Home to 14 million people, Pakistan's biggest city is booming. The port city, notorious as the place where US journalist Daniel Pearl was kidnapped and beheaded by Islamist extremists in 2002, has seen property prices soar and shopping malls sprout up.

Foreign banks such as Standard Chartered and ABN Amro have bought up local banks. Just this month Bank Muscat and Japan's Nomura Holdings agreed to a $200 million takeover of Pakistan's Saudi Pak Bank. Barclays is also looking to build a local business.

Even during frequent power blackouts, Pakistan's bankers can see by the light of their generators that profits are good, among the strongest bank returns in the world, says Invisor Securities.

At Karachi's underground night-club scene -- literally, underground -- sons and daughters of the upper middle-class drink vodka, whisky or just soft-drinks in glittering semi-darkness and listen to DJs play the latest beats.

Time to sell?

But right now, the party might be coming to an end. The stock market is still trading just three per cent below its life-time closing high (14,814.85 points), but the outlook is far less certain than six years ago, when President Pervez Musharraf began his reforms, spurring local and foreign investment. The economy, which averaged around 7 per cent annual growth in the five years to June 2007, is slowing and inflation is rising.

Foreign investment and the farm sector, two important drivers of Pakistan's economic success story, have also moved down a gear. The street is also getting angry.

For many Pakistanis, the boom has been mainly a spectator sport. They can see the new shopping malls but cannot afford to buy anything there. About a quarter of them still live in poverty, earning around 1,000 rupees ($16) a month, though the proportion has been falling, according to 2006 government data. A few blocks away from the Porsche dealership, men and women queue in vain for hours to buy a bag of flour at a government store.

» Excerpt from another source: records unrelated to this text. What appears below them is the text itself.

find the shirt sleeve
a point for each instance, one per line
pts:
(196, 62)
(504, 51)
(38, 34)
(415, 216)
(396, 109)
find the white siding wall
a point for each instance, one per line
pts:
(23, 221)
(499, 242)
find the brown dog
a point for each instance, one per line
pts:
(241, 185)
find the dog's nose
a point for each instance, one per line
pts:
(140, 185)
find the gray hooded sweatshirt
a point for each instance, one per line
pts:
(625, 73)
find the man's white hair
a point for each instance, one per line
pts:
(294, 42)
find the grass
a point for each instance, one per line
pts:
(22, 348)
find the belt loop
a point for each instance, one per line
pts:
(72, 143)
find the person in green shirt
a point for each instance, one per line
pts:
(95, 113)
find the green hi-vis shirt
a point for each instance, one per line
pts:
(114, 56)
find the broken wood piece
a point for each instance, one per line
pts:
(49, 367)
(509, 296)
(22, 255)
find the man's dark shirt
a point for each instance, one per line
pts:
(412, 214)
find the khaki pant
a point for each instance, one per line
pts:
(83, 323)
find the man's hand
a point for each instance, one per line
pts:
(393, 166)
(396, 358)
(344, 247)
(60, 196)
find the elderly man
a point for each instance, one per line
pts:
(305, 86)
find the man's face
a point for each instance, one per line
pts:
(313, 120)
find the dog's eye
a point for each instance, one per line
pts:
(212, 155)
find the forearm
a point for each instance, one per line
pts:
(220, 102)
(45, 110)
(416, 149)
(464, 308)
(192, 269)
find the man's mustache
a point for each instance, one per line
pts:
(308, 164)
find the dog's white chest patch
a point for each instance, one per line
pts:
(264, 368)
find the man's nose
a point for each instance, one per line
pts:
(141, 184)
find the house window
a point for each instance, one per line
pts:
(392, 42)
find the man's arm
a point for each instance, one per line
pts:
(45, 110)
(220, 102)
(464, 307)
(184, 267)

Power blackouts make the winter bleaker still. "I have been coming here for a month and, look, my hands are empty," said Taj Fareed, showing his palms as he stood near a crowd jostling at the door of a government store to buy flour.

So if these Pakistanis find their voice in elections scheduled for Feb. 18, will there be changes in store for broad economic policy and the rich crust of Pakistan society? The answer from businessmen, political analysts and economists seems to be a unanimous but rather hopeful "no".

"Whoever comes in next, I can assure you that they will follow the same policies," said Javed Faruqi, leaning back in his chair in the high-rise executive suite of Samaa, one of several new TV channels born out of a surge in advertising spending.

Samaa occupies the same tower as business channel CNBC Pakistan, a Middle East-backed franchise launched in late 2005. "I don't see it going into reverse but there may be a struggle with the forces who do want it to go into reverse," admits Tahir Ikram, programming director for CNBC Pakistan.

Islamist parties, and their campaigns against Western decadence and corruption, appeal strongly to the poor, but recent polling suggests the mainstream parties will dominate the next government, assuming the Feb. 18 elections are free and fair. Bhutto's party, Pakistan's biggest, has been campaigning under the slogan "Food, Shelter, Clothing" and still plans to contest the elections, but political analysts do not expect it to usher in a state-driven economy if it wins power. "The overall direction of the Pakistan economy would be the same," said political analyst Hasan Askari Rizvi.